Long past midnight the telephone in the Desmond apartment rang sharply, insistently. Lydia, who had just fallen asleep, awoke with a start and sat bolt upright in her bed. A clammy perspiration broke out all over her body. There in the darkness she shivered with a dread so desolating that every vestige of strength forsook her and she could only stare helplessly into the black pall that surrounded her.

Never before in all her life had she been aroused from sleep by the jangling of a telephone-bell. The sound struck terror to her heart. She knew that something terrible had happened. She knew there had been a catastrophe.

She sat there chattering until she heard her mother's door open and then the click of the receiver as it was lifted from the hook. Then she put her fingers to her ears and closed her eyes. The very worst had happened; she was sure of it. The blow had fallen. The one thought that seared her brain was that she had failed him, failed him miserably in the crisis. Oh, if she could only reclaim that lost hour of indecision and cowardice!

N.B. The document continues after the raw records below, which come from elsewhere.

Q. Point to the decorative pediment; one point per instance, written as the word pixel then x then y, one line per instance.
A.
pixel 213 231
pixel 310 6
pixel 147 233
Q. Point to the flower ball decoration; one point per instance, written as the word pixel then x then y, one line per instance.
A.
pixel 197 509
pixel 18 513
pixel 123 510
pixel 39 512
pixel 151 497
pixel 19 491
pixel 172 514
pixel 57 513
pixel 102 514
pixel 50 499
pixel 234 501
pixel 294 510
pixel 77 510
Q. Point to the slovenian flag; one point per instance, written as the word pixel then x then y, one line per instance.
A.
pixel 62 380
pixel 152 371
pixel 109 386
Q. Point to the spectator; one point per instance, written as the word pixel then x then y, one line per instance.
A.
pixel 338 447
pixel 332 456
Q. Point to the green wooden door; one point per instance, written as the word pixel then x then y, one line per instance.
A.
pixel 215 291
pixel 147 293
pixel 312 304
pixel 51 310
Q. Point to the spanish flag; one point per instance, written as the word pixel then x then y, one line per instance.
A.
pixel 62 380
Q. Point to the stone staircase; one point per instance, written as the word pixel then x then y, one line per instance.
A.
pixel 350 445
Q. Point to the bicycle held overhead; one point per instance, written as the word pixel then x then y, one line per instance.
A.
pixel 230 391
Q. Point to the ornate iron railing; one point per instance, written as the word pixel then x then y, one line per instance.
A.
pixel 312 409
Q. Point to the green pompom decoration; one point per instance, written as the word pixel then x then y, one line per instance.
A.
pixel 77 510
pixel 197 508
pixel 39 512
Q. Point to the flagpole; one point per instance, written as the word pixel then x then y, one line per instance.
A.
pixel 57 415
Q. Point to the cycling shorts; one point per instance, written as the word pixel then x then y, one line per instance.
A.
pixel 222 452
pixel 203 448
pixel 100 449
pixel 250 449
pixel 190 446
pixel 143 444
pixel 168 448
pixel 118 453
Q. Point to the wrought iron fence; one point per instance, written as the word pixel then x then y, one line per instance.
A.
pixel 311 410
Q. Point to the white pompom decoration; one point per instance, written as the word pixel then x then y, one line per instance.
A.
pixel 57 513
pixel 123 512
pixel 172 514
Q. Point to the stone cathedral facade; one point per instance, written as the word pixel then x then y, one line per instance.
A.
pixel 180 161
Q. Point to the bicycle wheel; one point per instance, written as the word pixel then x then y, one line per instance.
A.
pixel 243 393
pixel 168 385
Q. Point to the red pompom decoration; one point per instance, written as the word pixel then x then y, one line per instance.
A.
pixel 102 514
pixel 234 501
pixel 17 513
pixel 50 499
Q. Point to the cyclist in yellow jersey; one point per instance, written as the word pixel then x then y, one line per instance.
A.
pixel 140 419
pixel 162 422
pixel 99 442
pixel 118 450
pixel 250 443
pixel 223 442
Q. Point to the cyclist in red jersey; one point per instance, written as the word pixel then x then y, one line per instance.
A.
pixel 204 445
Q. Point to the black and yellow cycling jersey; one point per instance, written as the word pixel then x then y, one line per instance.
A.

The light in the hallway suddenly smote her in the face, and she realised for the first time that her eyes were tightly closed, as if to shut out some abhorrent sight.

“Lydia!” Her mother was standing in the open door. “Oh, you are awake?” Mrs Desmond stared in amazement at the girl's figure.

“What is it, mother? Tell me what has happened? Is he————”

“He wants to speak to you. He is on the wire. His voice sounds queer——”

The girl sprang out of bed and hurried to the telephone.

“Don't go away, mother—stay here,” she cried as she sped past the white-clad figure in the doorway. Mrs Desmond flattened herself against the wall and remained there as motionless as a statue, her sombre gaze fixed on her daughter's face.

“Yes, Frederic, it is I, Lydia. What is it, dear?” Her voice was high and thin.